A esquadra correu em direção ao sobrevivente. Apesar de ser um homem de meia idade, o suor que cobria sua face condenada faziam-no parecer um ancião no leito de morte.
— Cabo Fravi! — Dario ajoelhou-se ao lado esquerdo do homem, agarrando-lhe a canhota. — O que houve aqui?!
Fravi estava sem a canela direita. A ferida sangrava sem cessar, deixando o suboficial cada vez mais pálido.
— A Coisa… Ela… — A respiração do homem se tornou pesada, impedindo que ele terminasse a frase.
“Que tipo de feitiçaria aconteceu aqui?!”, pensou Dario. “É impossível que um frade consiga derrotar uma esquadra inteira dessa forma!”
Vindos do mesmo caminho escuro do resto dos mercenários, Leto, Cefas, Laviel e Alen chegaram ao local. Ao ver o que aconteceu com a unidade de Fravi, o quarteto correu na direção dos caídos.
— Dario! — o capitão gritou enquanto se aproximava, parando a um passo do soldado. — Alguma explicação para isso?

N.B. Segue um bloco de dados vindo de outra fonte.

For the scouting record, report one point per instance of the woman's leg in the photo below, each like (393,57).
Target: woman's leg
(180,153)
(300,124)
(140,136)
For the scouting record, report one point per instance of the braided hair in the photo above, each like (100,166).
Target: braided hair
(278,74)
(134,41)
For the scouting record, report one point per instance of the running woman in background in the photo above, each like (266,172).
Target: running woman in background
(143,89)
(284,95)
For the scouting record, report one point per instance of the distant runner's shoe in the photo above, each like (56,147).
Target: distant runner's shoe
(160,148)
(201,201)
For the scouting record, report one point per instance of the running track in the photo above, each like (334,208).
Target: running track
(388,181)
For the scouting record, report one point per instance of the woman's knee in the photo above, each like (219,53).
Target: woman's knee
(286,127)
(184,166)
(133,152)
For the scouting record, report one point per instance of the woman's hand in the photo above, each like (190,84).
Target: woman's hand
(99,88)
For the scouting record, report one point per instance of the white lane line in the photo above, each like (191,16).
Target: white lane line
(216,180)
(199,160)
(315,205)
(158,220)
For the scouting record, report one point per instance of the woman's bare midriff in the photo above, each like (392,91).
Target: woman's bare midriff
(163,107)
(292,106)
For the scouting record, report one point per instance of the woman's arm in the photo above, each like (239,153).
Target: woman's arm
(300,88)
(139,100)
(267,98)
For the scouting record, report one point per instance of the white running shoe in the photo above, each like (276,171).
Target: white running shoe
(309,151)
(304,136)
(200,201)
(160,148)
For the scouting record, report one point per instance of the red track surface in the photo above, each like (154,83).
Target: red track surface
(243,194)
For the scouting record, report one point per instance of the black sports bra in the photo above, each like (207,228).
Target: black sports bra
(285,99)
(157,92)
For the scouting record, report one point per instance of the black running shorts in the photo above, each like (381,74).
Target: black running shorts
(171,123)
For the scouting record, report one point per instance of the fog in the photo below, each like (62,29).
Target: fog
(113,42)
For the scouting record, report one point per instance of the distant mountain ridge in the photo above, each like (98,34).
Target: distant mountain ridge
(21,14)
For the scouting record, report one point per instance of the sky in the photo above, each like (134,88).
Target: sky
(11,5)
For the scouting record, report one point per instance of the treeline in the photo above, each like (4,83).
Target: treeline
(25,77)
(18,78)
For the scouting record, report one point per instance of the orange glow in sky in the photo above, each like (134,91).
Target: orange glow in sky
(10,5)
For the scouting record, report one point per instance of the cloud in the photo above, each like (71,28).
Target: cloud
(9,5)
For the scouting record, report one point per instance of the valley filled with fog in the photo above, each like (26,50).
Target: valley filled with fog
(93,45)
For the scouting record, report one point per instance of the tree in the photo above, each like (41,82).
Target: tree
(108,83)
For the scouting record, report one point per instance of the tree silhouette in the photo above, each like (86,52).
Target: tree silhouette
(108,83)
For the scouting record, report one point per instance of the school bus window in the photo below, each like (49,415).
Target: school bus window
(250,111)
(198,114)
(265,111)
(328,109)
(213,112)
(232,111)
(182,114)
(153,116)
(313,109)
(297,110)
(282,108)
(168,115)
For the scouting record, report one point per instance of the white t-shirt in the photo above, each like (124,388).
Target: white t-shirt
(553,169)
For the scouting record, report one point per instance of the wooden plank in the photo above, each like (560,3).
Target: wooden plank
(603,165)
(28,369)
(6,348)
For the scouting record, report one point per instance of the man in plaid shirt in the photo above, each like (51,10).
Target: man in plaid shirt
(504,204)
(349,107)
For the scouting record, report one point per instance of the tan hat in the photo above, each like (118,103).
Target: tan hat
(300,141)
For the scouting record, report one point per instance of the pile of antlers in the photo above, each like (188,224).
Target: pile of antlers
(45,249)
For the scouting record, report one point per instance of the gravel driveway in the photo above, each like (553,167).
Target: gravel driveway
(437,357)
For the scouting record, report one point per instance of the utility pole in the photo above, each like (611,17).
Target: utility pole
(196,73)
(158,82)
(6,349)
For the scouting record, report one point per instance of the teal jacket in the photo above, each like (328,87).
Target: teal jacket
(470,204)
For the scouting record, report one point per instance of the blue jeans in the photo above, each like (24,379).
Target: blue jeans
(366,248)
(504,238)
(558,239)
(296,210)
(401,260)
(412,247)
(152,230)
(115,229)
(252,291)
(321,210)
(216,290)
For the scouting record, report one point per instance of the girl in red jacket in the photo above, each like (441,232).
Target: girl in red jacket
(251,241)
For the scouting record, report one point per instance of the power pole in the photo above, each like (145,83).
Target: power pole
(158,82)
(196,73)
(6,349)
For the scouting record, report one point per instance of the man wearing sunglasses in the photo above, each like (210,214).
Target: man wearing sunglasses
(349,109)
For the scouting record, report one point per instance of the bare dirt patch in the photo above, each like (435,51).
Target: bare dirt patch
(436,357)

— Tentei falar com Fravi, senhor, mas ele está muito fraco pra explicar qualquer coisa.
— Maldição! Aquele frade tem demônios consigo?! O Desalmado!?
Cefas estava tão ansioso que mal se mantinha parado. Leto se aproximou de Dario, na tentativa de obter qualquer informação sobre o incidente. Atrás dos mercenários, Laviel estava apavorado.
O barulho da folhagem torcida alertou o grupo, que apontou suas armas na direção do ruído. De lá, emergiu a figura de um homem baixo de torso gordo e de braços finos.
Adentrando ao alcance da luz do astro noturno, o homem revelou sua cabeça com o topo da cabeça raspado, possuindo uma única listra de cabelos negros da altura de suas orelhas. Vestia um fraque verde abotoado até o pescoço, além de uma calça branca apertada por um calção de tecido nobre.
— É o bastardo! — gritou Cefas.
— Tenha mais educação comigo, estrangeiro. Não sou vossa mãe para que soltem insultos ao vento.
— Frade Astovi, em nome do Exército Republicano de Leifas, você está preso!
— Você vê o que aconteceu com seus homens e ainda age com essa arrogância?
Astovi estendeu o braço para a esquadra derrotada como um artista apresentando sua obra. Apesar de soar como um conselho, era uma clara ameaça.
— Deves estar se perguntando se eu derrotei seus homens, não é?
Cefas manteve a postura séria e desembainhou sua espada. Leto e Laviel fizeram o mesmo. O resto dos mercenários mantinham seus mosquetes apontados para o frade, prontos para o comando de seu superior.
— Ela… Ela está aqui! — Fravi gritou com todas as suas forças restantes enquanto apontava para trás, desmaiando em seguida.
A esquadra deu as costas para o frade para ver o que assustara o homem. Porém, logo cerraram os olhos em confusão. Uma menina. Tinha cabelos claros que escondiam seu rosto e trajava um longo vestido branco. Parecia ter menos de doze anos.
Soldados nunca temeriam uma criança, mas, por algum motivo, fraquejaram perante aquela. Nem falava nem parecia respirar. Estava completamente imóvel, como se esperasse por um comando.
Do outro lado da estrada, o frade pôs seu polegar contra seu indicador e anelar. Em um movimento curto, estalou seus dedos, produzindo o sinal de ataque.
Quase que em sincronia com o som, neblina brotou do chão, como se o orvalho se transformara em vapor. Os soldados viram seu pavor crescer a medida que a névoa engrossava, tornando tanto o frade quanto a menina invisíveis aos seus olhos.
Olharam para os céus, a lua a única coisa visível para eles. Oito espinhos negros brotaram em sua circunferência, provocando uma silhueta negra no astro alvo. Eram feito estacas, tão altas quanto a copa das árvores.
A aparência infantil se transformou em uma aberração. Aos poucos, a silhueta da criatura aracnídea tomou forma pela neblina que se dissipava. Uma tarântula tão grande quanto três adultos, com pernas à semelhança de adagas afiadas.
Nada restou da menina de pele clara. Humanidade alguma habitava aquela besta com quatro pares de olhos que os encarou sem qualquer temor.
Os soldados tomaram passos para trás, apontando suas armas para o monstro, mesmo que sentissem que seria inútil.
— Contemplem minha criação! — gritou o frade a plenos pulmões.